We present Swim2Real, a pipeline that calibrates a 16-parameter robotic fish simulator from swimming videos using vision-language model (VLM) feedback, requiring no hand-designed search stages. Calibrating soft aquatic robots is particularly challenging because nonlinear fluid-structure coupling makes the parameter landscape chaotic, simplified fluid models introduce a persistent sim-to-real gap, and controlled aquatic experiments are difficult to reproduce. Prior work on this platform required three manually tailored stages to handle this complexity. The VLM compares simulated and real videos and proposes parameter updates. A backtracking line search then validates each step size, tripling the accept rate from 14% to 42% by recovering proposals where the direction is correct but the magnitude is too large. Swim2Real calibrates all 16 parameters simultaneously, most closely matching real fish velocities across all motor frequencies (MAE = 7.4 mm/s, 43% lower than the next-best method), with zero outlier seeds across five runs. Motor commands from the trained policy transfer to the physical fish at 50 Hz, completing the pipeline from swimming video to real-world deployment. Downstream RL policies swim 12% farther than those from BayesOpt-calibrated simulators and 90% farther than CMA-ES. These results demonstrate that VLM-guided calibration can close the sim-to-real gap for aquatic robots directly from video, enabling zero-shot RL transfer to physical swimmers without manual system identification, a step toward automated, general-purpose simulator tuning for underwater robotics.

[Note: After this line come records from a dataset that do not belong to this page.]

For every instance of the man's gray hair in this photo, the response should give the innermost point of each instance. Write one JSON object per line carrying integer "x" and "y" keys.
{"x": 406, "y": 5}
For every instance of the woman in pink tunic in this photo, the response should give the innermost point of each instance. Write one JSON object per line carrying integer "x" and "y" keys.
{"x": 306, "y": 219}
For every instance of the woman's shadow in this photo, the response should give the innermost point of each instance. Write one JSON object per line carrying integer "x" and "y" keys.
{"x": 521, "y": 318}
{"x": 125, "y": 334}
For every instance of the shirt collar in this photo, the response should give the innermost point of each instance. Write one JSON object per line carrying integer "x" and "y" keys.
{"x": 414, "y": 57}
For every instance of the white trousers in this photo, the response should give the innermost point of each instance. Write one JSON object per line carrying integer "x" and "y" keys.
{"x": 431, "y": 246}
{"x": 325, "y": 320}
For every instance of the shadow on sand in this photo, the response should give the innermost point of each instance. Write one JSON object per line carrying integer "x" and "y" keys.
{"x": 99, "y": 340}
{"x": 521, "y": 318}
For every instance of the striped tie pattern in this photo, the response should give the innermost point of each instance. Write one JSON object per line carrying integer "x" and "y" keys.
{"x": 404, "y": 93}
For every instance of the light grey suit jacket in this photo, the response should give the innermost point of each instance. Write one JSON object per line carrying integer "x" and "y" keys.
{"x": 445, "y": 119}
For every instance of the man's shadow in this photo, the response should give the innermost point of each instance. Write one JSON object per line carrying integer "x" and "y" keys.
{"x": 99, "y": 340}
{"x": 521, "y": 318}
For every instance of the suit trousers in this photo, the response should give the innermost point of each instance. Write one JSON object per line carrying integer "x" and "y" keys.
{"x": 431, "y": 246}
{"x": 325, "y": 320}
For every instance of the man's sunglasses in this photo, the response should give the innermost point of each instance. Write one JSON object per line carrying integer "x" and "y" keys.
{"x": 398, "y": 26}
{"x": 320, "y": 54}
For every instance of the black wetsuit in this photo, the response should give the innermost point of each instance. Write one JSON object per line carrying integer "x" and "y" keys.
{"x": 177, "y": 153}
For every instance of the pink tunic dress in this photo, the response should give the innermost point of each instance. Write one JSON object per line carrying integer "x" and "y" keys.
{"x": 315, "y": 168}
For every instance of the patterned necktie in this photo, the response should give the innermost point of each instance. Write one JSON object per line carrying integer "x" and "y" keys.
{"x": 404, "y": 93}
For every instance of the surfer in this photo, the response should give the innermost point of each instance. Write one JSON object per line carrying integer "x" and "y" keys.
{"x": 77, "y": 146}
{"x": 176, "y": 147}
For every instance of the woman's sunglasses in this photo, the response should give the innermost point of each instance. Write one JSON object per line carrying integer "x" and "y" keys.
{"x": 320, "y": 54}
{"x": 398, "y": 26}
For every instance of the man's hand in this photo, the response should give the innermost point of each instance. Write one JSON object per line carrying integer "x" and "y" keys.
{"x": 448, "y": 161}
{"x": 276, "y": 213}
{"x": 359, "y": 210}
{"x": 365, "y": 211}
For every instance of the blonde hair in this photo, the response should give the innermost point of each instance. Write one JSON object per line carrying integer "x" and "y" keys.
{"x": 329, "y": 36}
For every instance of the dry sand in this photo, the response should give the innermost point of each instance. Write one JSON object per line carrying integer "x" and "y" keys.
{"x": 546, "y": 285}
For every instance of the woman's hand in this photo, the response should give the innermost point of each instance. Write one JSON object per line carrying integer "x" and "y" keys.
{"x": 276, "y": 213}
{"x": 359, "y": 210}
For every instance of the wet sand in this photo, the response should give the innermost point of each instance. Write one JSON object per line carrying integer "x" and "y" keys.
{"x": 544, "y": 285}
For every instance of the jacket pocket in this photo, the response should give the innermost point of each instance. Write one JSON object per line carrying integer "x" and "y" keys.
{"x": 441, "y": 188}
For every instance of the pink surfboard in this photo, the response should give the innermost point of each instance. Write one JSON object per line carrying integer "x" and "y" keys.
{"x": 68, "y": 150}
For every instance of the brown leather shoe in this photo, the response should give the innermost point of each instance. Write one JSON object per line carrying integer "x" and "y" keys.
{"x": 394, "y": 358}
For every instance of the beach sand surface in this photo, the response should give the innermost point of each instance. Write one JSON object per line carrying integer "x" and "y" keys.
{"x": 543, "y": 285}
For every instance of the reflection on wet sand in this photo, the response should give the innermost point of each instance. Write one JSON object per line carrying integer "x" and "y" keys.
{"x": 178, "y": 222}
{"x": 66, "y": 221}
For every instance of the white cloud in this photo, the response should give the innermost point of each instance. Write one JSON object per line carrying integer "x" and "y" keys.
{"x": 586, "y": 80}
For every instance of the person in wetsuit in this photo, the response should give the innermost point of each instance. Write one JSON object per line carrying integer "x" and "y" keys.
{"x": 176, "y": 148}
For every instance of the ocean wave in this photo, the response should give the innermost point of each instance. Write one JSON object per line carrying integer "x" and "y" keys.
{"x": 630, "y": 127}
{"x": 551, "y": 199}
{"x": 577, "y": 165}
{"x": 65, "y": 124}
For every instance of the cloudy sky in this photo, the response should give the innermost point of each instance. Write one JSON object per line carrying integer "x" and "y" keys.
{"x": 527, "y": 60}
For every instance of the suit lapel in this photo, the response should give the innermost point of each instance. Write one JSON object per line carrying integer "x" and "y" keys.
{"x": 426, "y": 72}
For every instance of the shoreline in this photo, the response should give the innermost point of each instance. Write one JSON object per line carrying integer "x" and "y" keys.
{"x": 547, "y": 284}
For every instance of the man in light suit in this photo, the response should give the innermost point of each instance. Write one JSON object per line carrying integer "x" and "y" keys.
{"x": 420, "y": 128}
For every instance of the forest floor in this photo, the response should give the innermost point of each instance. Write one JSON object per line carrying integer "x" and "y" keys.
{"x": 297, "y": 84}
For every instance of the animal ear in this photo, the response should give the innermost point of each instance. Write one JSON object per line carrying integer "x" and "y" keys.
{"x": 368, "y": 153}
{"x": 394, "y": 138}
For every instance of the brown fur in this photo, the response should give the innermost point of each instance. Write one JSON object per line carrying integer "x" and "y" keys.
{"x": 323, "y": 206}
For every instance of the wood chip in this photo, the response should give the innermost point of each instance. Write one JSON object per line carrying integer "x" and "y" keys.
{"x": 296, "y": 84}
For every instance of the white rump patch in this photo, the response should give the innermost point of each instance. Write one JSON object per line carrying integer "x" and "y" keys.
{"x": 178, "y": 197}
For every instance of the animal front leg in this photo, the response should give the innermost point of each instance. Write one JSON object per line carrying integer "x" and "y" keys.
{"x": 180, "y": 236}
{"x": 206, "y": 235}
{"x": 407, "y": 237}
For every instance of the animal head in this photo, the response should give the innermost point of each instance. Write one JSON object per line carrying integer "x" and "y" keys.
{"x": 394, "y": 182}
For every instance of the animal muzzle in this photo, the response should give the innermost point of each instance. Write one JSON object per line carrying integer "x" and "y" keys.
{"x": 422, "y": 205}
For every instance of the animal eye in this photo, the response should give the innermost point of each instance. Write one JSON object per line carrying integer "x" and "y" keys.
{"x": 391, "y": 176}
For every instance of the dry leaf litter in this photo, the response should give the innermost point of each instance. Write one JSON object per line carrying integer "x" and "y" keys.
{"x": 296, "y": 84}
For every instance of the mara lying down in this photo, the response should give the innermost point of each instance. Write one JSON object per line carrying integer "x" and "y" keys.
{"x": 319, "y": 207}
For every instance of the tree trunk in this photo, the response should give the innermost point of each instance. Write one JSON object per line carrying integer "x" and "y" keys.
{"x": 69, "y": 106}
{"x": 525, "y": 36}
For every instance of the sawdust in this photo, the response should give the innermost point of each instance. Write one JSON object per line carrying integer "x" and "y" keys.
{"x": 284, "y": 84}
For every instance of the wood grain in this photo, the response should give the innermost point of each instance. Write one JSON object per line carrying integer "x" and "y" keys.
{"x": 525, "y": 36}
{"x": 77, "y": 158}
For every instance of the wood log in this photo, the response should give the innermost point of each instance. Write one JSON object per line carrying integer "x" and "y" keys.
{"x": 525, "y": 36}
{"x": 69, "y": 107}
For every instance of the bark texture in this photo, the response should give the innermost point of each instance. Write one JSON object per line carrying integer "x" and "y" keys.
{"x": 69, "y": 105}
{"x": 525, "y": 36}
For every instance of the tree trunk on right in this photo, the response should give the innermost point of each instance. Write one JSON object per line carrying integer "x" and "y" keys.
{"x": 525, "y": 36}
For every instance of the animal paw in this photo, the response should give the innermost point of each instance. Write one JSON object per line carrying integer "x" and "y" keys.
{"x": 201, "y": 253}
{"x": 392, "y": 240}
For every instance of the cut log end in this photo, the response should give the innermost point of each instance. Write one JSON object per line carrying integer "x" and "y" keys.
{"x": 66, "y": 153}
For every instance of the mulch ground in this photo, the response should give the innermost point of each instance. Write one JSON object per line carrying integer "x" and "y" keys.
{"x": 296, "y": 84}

Paper Structure (23 sections, 3 equations, 7 figures, 2 tables, 1 algorithm)

This paper contains 23 sections, 3 equations, 7 figures, 2 tables, 1 algorithm.

Figures (7)

  • Figure 1: Swim2Real calibrates a robotic fish simulator from video and deploys the resulting RL policy on hardware, with no hand-designed search stages. Stage 1: a VLM compares simulated and real swimming videos, proposes parameter adjustments, and a backtracking line search validates the step size, iterating for up to 40 evaluations. Stage 2: the calibrated simulator trains an RL policy that swims 12% farther than BayesOpt-calibrated policies. Motor commands from the trained policy are deployed on the physical fish at 50 Hz.
  • Figure 2: One iteration of the backtracking line search. The VLM diagnoses a physical discrepancy and proposes updated parameters $\theta'$. The full step ($\beta^0\!=\!1.0$) overshoots, but halving the step size ($\beta^1\!=\!0.5$) yields an improvement over $\mathcal{L}_\mathrm{best}$ and is accepted. This triples the accept rate from 14% to 42% compared to evaluating only the full step.

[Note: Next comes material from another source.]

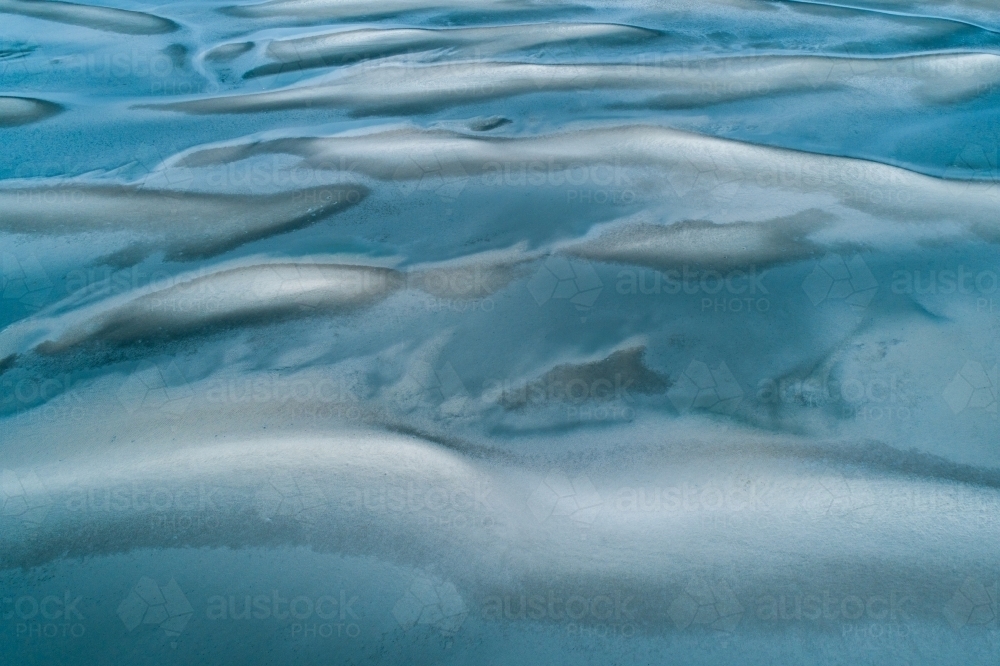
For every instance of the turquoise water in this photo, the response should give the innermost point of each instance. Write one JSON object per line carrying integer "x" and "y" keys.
{"x": 502, "y": 332}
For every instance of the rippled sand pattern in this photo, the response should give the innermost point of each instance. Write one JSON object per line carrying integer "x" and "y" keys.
{"x": 499, "y": 332}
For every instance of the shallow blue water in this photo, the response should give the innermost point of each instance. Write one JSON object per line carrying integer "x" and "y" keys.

  • Figure 3: (a) CAD cross-section showing the antagonistic tendon arrangement that crosses at the tail midpoint to produce an S-bend. (b) Block diagram of the onboard electronics. (c) The tendon-driven fish robot platform with annotated components. A single motor drives the full range of swimming gaits used for calibration and RL deployment.
  • Figure 4: Chronophotography of swimming at 1.5 Hz (3 snapshots, increasing opacity). Top: real fish (overhead). Middle: Swim2Real-calibrated simulator (51 mm error). Bottom: CMA-ES calibration (123 mm error). Swim2Real reproduces the body shape and forward progression of the real fish, while CMA-ES exhibits incorrect posture and reduced thrust.

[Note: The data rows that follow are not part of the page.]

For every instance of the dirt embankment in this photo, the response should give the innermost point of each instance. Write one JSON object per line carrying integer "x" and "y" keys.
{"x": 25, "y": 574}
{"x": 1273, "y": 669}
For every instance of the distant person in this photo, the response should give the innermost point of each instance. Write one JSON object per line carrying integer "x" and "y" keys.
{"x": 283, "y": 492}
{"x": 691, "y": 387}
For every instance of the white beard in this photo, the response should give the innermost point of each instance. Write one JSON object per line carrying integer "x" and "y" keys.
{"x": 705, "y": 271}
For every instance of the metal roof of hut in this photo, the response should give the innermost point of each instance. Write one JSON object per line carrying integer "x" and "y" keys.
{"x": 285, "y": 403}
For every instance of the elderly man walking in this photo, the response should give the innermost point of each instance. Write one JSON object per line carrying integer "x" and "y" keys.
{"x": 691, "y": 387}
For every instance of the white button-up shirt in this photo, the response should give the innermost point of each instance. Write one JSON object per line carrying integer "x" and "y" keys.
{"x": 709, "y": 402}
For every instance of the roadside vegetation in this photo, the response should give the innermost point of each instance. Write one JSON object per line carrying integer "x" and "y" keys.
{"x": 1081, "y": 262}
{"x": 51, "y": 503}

  • Figure 5: Best-so-far L2 error (mean across 5 seeds, with dots showing individual seed final values). (a) All five Swim2Real seeds fall within 50.2--53.2 mm, while CMA-ES collapses on 2 of 5. (b) The line search triples the accept rate (42% vs. 14%), so Swim2Real reaches ${\sim}51$ mm in ${\sim}$16 VLM calls while the no-line-search ablation requires 39.